本題の革命前映画と女性スターに移りたいと思います。60年代・70年代日本の女性映画スターといったら誰を思い浮かべるでしょうか?イランでも多くの女性スターが60年代・70年代に注目を集めました。しかし彼女たちスターの多くはイラン国民から幅広く支持を得る事は出来ませんでした。その代表的な理由として考えられるのが、前回の記事([World News #082])でも取り上げた通り保守的国民と革新的国民のギャップ、西洋化を押し付けるパフラヴィー政権(’79年革命前の政権)に反抗をする国民の存在があげられます。
しかし、女性映画スターForoozanは違いました。
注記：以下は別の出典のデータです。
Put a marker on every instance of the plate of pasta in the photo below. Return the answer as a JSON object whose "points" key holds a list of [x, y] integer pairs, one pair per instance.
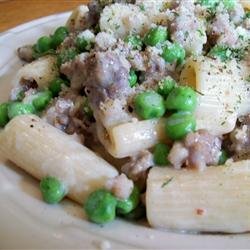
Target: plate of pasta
{"points": [[126, 125]]}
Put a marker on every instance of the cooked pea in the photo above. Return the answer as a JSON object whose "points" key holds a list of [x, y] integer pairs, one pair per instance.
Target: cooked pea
{"points": [[4, 118], [178, 125], [58, 37], [66, 55], [149, 105], [81, 43], [53, 191], [87, 109], [134, 41], [127, 205], [223, 157], [161, 152], [43, 44], [55, 85], [132, 78], [211, 4], [100, 207], [20, 96], [41, 100], [165, 86], [181, 98], [229, 4], [19, 108], [173, 53], [155, 36]]}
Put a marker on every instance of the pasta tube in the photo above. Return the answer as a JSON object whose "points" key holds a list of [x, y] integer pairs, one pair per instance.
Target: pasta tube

彼女は伝統的で清純な女性と革新的で自由で自立した女性の間をバランスよく行き来し、幅広く支持されました。娯楽映画に多く出演していたForoozanですが、1975年にDariush Mehrjui監督の社会派映画『The Cycle』への出演を切っ掛けに彼女の女優としての地位がイラン国内外に認められる事となりました。『The Cycle』はイラン映画初めてのアカデミー賞外国語映画賞(第50回)出品作ですが、当時のイラン国内の貧困問題(貧困層による違法売血)を取り上げた映画であることから1975年の制作から3年間1978年(イランイスラム革命の一年前!)まで一般公開が許可されませんでした。イラン国内の公開に先駆けてアカデミー賞やベルリン国際映画祭をはじめとするイラン国外の映画祭での上映、また娯楽映画のスターForoozanの社会派映画への出演が当時イランではスキャンダルになりました。
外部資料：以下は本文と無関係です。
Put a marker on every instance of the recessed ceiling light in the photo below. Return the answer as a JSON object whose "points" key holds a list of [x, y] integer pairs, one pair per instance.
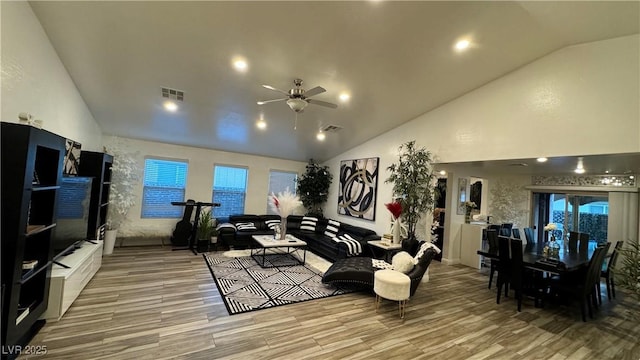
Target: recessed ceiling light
{"points": [[240, 64], [580, 167], [170, 106], [462, 44]]}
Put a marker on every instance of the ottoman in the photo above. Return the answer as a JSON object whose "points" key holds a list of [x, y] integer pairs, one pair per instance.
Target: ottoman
{"points": [[355, 270], [392, 285]]}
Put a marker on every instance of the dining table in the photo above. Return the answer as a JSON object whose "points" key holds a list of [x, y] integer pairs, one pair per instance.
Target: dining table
{"points": [[566, 261]]}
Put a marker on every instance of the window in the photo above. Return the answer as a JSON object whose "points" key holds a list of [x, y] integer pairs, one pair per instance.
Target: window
{"points": [[164, 182], [592, 215], [279, 181], [229, 189]]}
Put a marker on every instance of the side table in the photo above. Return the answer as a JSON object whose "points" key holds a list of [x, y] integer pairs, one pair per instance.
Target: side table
{"points": [[383, 250]]}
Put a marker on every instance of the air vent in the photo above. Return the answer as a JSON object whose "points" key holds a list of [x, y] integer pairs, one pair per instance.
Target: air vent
{"points": [[173, 94], [331, 128]]}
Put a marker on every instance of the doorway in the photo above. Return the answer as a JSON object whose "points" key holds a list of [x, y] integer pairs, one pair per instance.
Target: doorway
{"points": [[572, 211]]}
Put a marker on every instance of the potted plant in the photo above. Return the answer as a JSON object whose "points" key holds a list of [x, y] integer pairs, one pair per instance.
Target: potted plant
{"points": [[313, 188], [124, 178], [627, 273], [413, 187], [205, 230]]}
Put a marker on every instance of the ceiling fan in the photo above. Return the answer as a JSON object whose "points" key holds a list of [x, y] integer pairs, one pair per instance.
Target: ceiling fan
{"points": [[298, 98]]}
もう一人この時代に人気を集めたのがZari Khoshkamです。イラン映画が少しでも好きな方はZari Khoshkamの娘さんを知っています!第61回ベルリン国際映画祭にて女優賞を受賞した映画『別離』の主演女優レイラ・ハタミのお母さんです。Zari Khoshkamはレイラ・ハタミの父親であり映画監督のAli Hatamiと結婚するまでセックスシンボルとして人気を集めていたのです。『川の向こうの小屋』(1971)でデビューしたZari Khoshkamは次々と性的描写の多い作品に出演し注目を集めました。’79革命後、彼女は名前を宗教色の強いZahraに改名しAli Hatamiの妻として生まれ変わりました。また彼女は夫Ali Hatami制作で革命後間もなくスタートし8年間続いたドラマ『Hezar Dastan』にZahra Khoshkamとして出演します。余談ですが革命後8年間とはちょうどイランイラク戦争の期間と重なりますね。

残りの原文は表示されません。